The worked example for Part 12 ch.07 — ML pipelines and workflows: the recommendations train -> eval -> register -> promote loop modelled as an Argo Workflows WorkflowTemplate plus a CronWorkflow for nightly retraining and an Argo Events EventSource + Sensor pair for event-driven retraining.

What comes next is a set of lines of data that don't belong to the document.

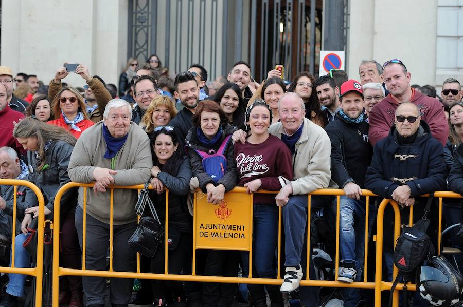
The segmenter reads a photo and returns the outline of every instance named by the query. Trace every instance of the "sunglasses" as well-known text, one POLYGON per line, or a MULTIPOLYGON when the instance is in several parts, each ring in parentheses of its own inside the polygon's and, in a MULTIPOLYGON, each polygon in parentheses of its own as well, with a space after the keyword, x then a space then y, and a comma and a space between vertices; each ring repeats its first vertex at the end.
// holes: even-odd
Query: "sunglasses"
POLYGON ((158 126, 154 128, 154 131, 159 131, 162 129, 165 129, 167 131, 173 131, 174 127, 172 126, 158 126))
POLYGON ((454 96, 456 96, 458 94, 458 92, 459 92, 457 89, 443 89, 442 90, 442 93, 447 96, 450 93, 452 93, 452 94, 454 96))
POLYGON ((398 115, 396 117, 396 119, 397 120, 397 121, 399 123, 403 123, 405 121, 405 120, 408 121, 409 123, 414 123, 416 121, 416 120, 418 119, 418 118, 419 117, 418 116, 402 116, 401 115, 398 115))
POLYGON ((67 100, 69 100, 69 102, 71 103, 74 103, 76 102, 76 101, 77 100, 77 99, 75 97, 61 97, 60 98, 60 101, 61 101, 62 103, 66 103, 66 101, 67 100))
POLYGON ((391 63, 396 63, 396 64, 400 64, 402 66, 405 67, 405 69, 407 69, 407 67, 405 66, 405 64, 403 64, 403 62, 402 62, 398 59, 393 59, 392 60, 389 60, 387 62, 385 62, 384 64, 383 64, 383 69, 384 69, 384 67, 385 67, 386 66, 387 66, 387 65, 388 65, 389 64, 390 64, 391 63))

This tree is additive: it does not modify the Bookstore app (../../app/), the canonical manifests (../../raw-manifests/, ../../helm/, ../../kustomize/), any earlier examples/bookstore/* tree, or the earlier examples/bookstore/ml/{dataset,gpu,batch,train,serve,notebook}/ trees. Everything here is new, in the bookstore-ml PSA-restricted namespace, and reuses the same images built by ../train/ and ../serve/ — so the pipeline orchestrates a real loop end-to-end.

Files

File Kind Built-in? Purpose
recommender-workflow.yaml WorkflowTemplate + RBAC mixed (built-in SA/Role/Binding + CRD) the reusable train -> eval -> register -> promote DAG
recommender-cronworkflow.yaml CronWorkflow CRD nightly retraining (0 2 * * * UTC)
recommender-eventsource.yaml EventSource CRD webhook-triggered retraining (Argo Events)
recommender-sensor.yaml Sensor + RBAC mixed (CRD + SA/Role/Binding) turns an event into a Workflow from the template
register-cm-template.yaml ConfigMap built-in the shape of the registry stamp the register step writes at runtime

CRD-backed manifests in this tree

All Argo-Workflows / Argo-Events objects (WorkflowTemplate, CronWorkflow, EventSource, Sensor) carry the documented CRD-intrinsic header note — identical precedent to the guide's raw-manifests/51-, 70-, 83-, the argocd/, operators/, chaos/ files, and ml/batch/, ml/serve/, ml/train/. A client dry-run without the operator installed prints no matches for kind "..."; the schema is correct, and the chapter walks the pinned-Helm install.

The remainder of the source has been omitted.